Emotional Relevance, The Real Differentiator

This is the heart of emotional relevance. It is tied to ease, clarity, and the ability to join the moment without strain. When a brand creates that kind of experience, trust grows naturally. People remember how they felt, not what they were told. Emotional clarity also improves efficiency because people need fewer explanations, make fewer errors, and require less follow-up when the experience is easy to understand.

This perspective also brought me back to David Aaker, Vice Chairman of Prophet, and his writing on brand relevance. Aaker argued that brands do not grow by fighting for preference inside crowded categories. They grow by becoming more relevant than competitors can match. Relevance comes from solving real human problems, understanding emotion, and delivering meaning. But I find myself asking whether his definition goes far enough today. In a world where emotion shapes the entire customer journey, is relevance still about category positioning, or is it increasingly about emotional clarity? In other words, is relevance now emotional relevance?

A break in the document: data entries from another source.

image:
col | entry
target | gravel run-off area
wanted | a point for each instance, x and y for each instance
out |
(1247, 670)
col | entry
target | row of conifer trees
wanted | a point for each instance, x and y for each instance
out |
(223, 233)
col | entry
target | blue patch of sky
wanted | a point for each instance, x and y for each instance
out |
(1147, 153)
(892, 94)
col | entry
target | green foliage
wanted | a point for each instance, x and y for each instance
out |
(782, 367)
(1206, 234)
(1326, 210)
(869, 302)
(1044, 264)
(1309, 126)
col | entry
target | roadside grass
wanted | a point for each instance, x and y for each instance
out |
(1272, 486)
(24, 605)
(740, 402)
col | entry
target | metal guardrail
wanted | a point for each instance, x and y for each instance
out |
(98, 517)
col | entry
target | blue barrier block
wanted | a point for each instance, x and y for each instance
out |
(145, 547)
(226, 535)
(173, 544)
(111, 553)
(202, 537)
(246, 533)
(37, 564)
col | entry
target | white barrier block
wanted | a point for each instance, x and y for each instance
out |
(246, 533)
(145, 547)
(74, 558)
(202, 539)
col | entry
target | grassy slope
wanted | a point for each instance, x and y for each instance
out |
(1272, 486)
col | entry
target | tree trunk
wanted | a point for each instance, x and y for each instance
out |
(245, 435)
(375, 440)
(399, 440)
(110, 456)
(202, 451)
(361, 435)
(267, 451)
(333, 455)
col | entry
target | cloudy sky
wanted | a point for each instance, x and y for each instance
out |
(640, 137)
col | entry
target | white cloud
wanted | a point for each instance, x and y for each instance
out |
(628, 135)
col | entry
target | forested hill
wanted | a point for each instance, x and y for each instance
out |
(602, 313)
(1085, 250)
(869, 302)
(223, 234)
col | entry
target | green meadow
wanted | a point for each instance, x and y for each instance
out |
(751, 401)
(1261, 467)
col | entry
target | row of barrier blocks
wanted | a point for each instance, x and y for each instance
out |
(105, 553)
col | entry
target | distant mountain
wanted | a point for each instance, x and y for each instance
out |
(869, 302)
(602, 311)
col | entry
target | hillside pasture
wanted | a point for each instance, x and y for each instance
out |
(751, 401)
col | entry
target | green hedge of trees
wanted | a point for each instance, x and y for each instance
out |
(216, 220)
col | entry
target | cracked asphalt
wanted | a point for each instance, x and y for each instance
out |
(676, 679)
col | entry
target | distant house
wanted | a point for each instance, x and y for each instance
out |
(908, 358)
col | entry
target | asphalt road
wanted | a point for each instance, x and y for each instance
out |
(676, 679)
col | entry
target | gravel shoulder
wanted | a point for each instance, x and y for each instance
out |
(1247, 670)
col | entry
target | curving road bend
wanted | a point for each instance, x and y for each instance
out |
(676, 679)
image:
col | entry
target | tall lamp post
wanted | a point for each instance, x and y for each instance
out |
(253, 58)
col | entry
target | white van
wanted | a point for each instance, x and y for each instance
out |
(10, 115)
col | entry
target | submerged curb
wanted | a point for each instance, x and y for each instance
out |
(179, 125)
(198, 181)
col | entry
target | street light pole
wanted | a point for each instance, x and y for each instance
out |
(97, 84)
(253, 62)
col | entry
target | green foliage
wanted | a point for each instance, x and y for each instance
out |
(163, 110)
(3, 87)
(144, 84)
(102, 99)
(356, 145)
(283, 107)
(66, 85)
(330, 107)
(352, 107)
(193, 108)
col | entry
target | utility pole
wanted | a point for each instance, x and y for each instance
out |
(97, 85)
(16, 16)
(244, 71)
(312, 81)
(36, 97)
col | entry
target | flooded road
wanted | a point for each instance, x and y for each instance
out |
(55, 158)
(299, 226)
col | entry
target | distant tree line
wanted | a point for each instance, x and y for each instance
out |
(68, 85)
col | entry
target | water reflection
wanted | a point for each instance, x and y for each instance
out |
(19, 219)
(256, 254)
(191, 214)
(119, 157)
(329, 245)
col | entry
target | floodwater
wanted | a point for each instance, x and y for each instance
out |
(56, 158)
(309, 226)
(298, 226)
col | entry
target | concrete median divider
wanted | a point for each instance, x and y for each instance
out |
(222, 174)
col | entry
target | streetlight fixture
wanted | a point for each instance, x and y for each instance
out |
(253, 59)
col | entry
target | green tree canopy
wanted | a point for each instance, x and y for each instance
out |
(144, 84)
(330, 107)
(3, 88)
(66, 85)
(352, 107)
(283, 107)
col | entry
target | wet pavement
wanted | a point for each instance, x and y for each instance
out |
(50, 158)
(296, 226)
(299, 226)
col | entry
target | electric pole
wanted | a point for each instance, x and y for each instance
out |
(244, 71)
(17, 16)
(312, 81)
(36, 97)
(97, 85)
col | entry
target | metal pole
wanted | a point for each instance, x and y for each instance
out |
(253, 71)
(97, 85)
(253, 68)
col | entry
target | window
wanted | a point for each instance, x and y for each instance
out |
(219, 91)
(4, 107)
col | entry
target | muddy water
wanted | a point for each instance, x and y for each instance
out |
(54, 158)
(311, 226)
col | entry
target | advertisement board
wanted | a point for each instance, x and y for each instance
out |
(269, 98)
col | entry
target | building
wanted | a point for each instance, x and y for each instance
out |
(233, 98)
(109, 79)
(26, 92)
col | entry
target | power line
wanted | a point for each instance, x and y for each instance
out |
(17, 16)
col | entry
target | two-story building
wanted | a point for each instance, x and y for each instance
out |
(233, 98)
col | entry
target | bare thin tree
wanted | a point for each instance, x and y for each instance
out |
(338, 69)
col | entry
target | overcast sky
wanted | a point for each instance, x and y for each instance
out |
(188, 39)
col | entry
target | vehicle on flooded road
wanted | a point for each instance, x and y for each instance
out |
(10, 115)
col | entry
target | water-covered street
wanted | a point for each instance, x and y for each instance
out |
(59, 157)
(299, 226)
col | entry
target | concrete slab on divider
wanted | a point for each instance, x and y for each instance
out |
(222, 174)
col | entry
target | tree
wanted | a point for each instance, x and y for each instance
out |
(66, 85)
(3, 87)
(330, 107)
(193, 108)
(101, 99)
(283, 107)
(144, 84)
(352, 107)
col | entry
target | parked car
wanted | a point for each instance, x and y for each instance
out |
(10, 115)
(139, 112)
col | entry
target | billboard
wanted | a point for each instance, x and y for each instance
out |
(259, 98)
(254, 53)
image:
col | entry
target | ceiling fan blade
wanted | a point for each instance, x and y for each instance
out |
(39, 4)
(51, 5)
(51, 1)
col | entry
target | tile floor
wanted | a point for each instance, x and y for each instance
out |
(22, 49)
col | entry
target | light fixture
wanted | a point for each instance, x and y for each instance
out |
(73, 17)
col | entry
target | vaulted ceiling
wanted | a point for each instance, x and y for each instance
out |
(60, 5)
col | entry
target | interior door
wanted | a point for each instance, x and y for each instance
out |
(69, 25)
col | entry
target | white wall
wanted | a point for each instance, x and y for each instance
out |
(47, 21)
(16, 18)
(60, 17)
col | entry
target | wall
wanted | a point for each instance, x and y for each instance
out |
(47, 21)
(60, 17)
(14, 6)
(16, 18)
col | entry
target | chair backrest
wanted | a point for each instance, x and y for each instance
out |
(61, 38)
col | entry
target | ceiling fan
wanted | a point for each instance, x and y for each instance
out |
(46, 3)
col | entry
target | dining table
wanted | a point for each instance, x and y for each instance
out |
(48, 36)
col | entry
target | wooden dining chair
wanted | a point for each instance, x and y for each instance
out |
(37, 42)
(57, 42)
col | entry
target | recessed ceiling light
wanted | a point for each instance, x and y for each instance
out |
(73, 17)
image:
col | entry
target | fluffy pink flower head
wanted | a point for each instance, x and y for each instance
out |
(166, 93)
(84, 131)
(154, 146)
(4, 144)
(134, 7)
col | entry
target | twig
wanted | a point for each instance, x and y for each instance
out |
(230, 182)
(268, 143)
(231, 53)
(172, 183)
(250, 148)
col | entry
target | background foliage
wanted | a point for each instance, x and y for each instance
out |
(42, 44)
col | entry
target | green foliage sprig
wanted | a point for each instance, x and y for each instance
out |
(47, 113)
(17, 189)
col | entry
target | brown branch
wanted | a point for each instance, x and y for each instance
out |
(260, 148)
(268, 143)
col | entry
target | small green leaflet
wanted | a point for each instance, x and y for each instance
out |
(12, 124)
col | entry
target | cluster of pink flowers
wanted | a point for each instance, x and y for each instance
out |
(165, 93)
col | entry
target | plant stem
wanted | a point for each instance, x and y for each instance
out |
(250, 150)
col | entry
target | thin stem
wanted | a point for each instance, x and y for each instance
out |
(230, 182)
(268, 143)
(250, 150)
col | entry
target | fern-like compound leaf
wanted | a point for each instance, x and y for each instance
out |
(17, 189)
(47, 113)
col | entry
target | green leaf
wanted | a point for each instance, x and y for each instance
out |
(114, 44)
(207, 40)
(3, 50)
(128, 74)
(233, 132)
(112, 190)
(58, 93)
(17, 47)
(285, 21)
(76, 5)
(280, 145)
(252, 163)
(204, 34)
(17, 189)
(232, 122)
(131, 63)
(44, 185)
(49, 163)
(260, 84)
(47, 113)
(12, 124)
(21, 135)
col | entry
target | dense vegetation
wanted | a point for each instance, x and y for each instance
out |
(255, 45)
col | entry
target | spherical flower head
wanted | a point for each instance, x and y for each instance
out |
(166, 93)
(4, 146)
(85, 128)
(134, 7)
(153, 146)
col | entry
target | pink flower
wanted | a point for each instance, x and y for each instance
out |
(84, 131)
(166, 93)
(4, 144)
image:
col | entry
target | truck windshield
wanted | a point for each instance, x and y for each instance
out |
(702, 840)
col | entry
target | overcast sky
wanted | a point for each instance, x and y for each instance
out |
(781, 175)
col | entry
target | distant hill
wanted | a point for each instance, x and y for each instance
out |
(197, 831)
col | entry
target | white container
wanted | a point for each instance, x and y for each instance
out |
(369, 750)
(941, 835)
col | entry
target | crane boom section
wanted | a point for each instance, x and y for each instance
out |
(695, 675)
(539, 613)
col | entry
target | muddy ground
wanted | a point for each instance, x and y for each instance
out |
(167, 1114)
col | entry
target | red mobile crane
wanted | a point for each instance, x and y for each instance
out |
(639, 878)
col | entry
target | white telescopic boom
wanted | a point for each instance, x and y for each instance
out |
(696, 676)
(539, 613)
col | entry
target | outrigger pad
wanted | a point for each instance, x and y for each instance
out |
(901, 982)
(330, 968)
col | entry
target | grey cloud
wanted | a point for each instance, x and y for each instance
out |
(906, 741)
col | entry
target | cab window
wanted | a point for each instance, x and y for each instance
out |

A Season That Reminds Us What People Feel

That question becomes more meaningful as we enter Thanksgiving. This season heightens emotion. For some, it is joyful. For others, it is mixed. It is a moment when people are more aware of what has changed, what is missing, or what feels fragile. It is also a moment when small details carry extra weight. The noise at a dinner table. The strain of trying to follow a conversation. The relief when someone makes room for you. These quiet moments define the holiday more than any message or theme.

This is where brands often misstep. They try to speak to the season without understanding what people feel within it. Help people feel present. Remove the points of strain. Create ease. When a brand does that, it becomes part of the moment in a way that feels honest.

For leaders, the question is simple. Where does your product or service add weight to a person’s day? Where does it remove it? Use that answer as the beginning of your redesign. Map the moments of emotional strain across the journey and reduce or eliminate each one. Emotional connection is earned through relief, ease, and understanding.

People remember how they felt. They always will. Brands that understand this earn trust that competitors cannot touch. And in a world where technology accelerates everything, emotional clarity may be the last true competitive advantage that still belongs entirely to the human experience.